Several major lacunae are obvious from the windfall of confidential diplomatic documents that have become available. Pay attention to what's not there.

 

  • WikiLeaks: Full Ynetnews coverage

 

First, there was and is no coherent policy, especially with regard to the Israeli-Palestinian conflict, and little understanding of terrorism and how to eliminate it. Instead of building coalitions, working out strategies, and focusing on terrorist infrastructures, diplomats spent time spying on each other, and gabbing, with little, or nothing to show for it.

 

A great deal of shadow-boxing, but no one got into the ring.

 

Second, according to the leaked documents, President Shimon Peres' comment that the Oslo Accords were a mistake is not new; he and nearly everyone else involved have admitted it. Yet, those who are responsible for that mess not only insist on perpetuating it, but insist on its full implementation, via the Saudi/Arab/Geneva Initiatives and other surrender plans.

 

One of the greatest blunders in Israeli history, the Oslo Accords, has never been investigated.

 

Third, the centrality of resolving the Palestinian problem, and the urgency attached was a myth; yet, some Israeli politicians – and most media - continue to promote it.

 

Finally, it is likely that public and persistent calls for attacking Iran's nuclear facilities, especially by Israeli and US politicians and pundits, deterred Arab countries from launching their own actions quietly and indirectly, not wanting to be seen as pro-West/anti-Muslim.

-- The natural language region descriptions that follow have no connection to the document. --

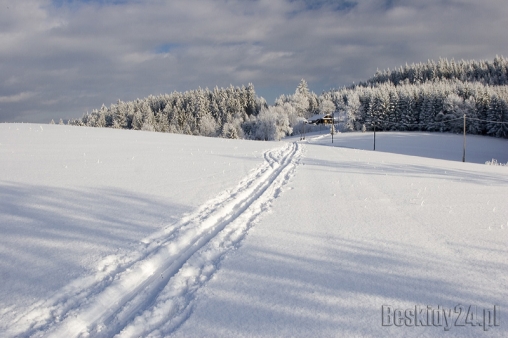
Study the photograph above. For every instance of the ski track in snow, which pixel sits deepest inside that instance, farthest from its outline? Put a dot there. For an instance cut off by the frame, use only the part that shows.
(150, 291)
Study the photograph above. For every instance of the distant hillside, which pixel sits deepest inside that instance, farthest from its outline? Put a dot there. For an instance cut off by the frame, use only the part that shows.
(432, 96)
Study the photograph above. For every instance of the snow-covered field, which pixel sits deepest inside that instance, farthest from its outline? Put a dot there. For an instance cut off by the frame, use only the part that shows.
(114, 232)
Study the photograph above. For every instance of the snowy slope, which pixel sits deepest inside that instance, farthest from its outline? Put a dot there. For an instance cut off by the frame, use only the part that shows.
(355, 230)
(110, 232)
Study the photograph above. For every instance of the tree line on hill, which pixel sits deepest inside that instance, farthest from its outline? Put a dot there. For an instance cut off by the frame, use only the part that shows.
(433, 96)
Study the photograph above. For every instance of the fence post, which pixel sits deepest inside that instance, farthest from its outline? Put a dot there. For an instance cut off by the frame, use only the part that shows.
(464, 147)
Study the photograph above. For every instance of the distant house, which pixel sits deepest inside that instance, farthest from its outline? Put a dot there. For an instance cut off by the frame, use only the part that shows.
(324, 119)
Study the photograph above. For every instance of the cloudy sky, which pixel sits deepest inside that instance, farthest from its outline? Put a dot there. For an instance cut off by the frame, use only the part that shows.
(61, 58)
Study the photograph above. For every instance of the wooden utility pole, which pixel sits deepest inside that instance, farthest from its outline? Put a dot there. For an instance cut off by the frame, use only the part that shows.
(464, 148)
(374, 136)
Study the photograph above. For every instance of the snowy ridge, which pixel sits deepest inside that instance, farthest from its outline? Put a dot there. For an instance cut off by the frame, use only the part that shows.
(150, 291)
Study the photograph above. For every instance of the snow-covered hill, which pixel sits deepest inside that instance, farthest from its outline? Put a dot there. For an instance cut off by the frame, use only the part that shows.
(113, 232)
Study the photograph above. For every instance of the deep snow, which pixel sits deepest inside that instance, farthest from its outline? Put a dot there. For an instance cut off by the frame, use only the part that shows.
(111, 232)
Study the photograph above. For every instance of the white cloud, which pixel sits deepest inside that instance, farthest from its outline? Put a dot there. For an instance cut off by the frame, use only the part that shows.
(16, 97)
(85, 54)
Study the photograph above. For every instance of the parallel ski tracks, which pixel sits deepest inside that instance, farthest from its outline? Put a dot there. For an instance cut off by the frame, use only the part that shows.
(150, 291)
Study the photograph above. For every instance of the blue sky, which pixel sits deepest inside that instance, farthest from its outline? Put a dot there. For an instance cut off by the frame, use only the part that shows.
(61, 58)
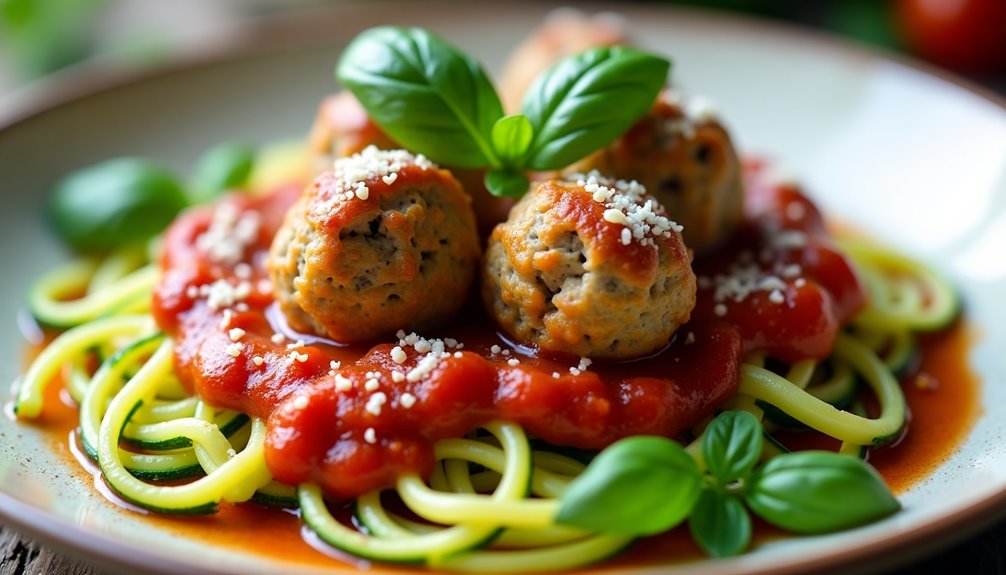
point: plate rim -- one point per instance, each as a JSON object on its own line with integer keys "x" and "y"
{"x": 96, "y": 77}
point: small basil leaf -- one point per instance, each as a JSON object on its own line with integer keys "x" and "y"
{"x": 221, "y": 168}
{"x": 731, "y": 445}
{"x": 506, "y": 183}
{"x": 719, "y": 524}
{"x": 639, "y": 486}
{"x": 585, "y": 102}
{"x": 819, "y": 492}
{"x": 425, "y": 93}
{"x": 117, "y": 202}
{"x": 511, "y": 137}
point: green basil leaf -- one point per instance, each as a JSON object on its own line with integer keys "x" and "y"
{"x": 511, "y": 183}
{"x": 118, "y": 202}
{"x": 639, "y": 486}
{"x": 511, "y": 137}
{"x": 585, "y": 102}
{"x": 221, "y": 168}
{"x": 731, "y": 445}
{"x": 819, "y": 492}
{"x": 425, "y": 93}
{"x": 719, "y": 524}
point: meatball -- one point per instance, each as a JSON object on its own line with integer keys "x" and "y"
{"x": 564, "y": 32}
{"x": 589, "y": 266}
{"x": 383, "y": 241}
{"x": 343, "y": 128}
{"x": 684, "y": 158}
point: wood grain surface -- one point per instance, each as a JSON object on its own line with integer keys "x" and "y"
{"x": 984, "y": 554}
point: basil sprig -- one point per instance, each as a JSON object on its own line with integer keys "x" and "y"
{"x": 643, "y": 486}
{"x": 434, "y": 100}
{"x": 640, "y": 486}
{"x": 128, "y": 201}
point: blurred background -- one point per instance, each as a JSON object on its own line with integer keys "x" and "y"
{"x": 38, "y": 37}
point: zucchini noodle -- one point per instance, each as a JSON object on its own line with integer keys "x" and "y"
{"x": 491, "y": 503}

Iran can and should be dealt with by those Muslim countries it threatens.

 

This is important since countries, companies and banks that built and supplied Iran and continue to do so, directly and indirectly, are well known. Sanctions may squeeze Iran, but will have little effect on stopping its nuclear ambitions.

 

Ironically, the more Israel threatened to initiate an attack on Iran, the less likely it could have happened. In other words, Israel's focus on Iran hyped public concern in Israel and served to divert attention from domestic issues.

 

Where are Israel’s whistleblowers?

Israeli leaders, for example, used the Iranian threat as an excuse to stop settlement building and destroy Jewish homes, arguing that it was necessary in order to secure American assistance against Iran. That was a false and misleading premise.

 

Israeli leaders should conclude, no doubt, that this US Administration cannot be counted on in future confrontations with Arab countries, their terrorist proxies, and independent terrorist groups. Oozing from the leaked documents are not insights and principles, but intrigue and betrayal. Israel will be sold out faster than you can say Wikileaks.

 

This is a warning of the extent to which opponents of settlements will use every means at their disposal to carry out their agenda regardless of the consequences. Yet, no policy review will be initiated in Knesset with MK Shaul Mofaz's chairmanship of the Defense and Foreign Affairs committee, since he is part of the subterfuge.

 

Those responsible for the Oslo Accords and its successors, and those who continue to promote it, funded by foreign governments, against Israeli national interests, without transparency, owe the Israeli people an explanation. Israeli political leaders involved in promoting and protecting this scandal should be investigated.

 

Where are Israel's whistleblowers and document-leakers who will expose this mess?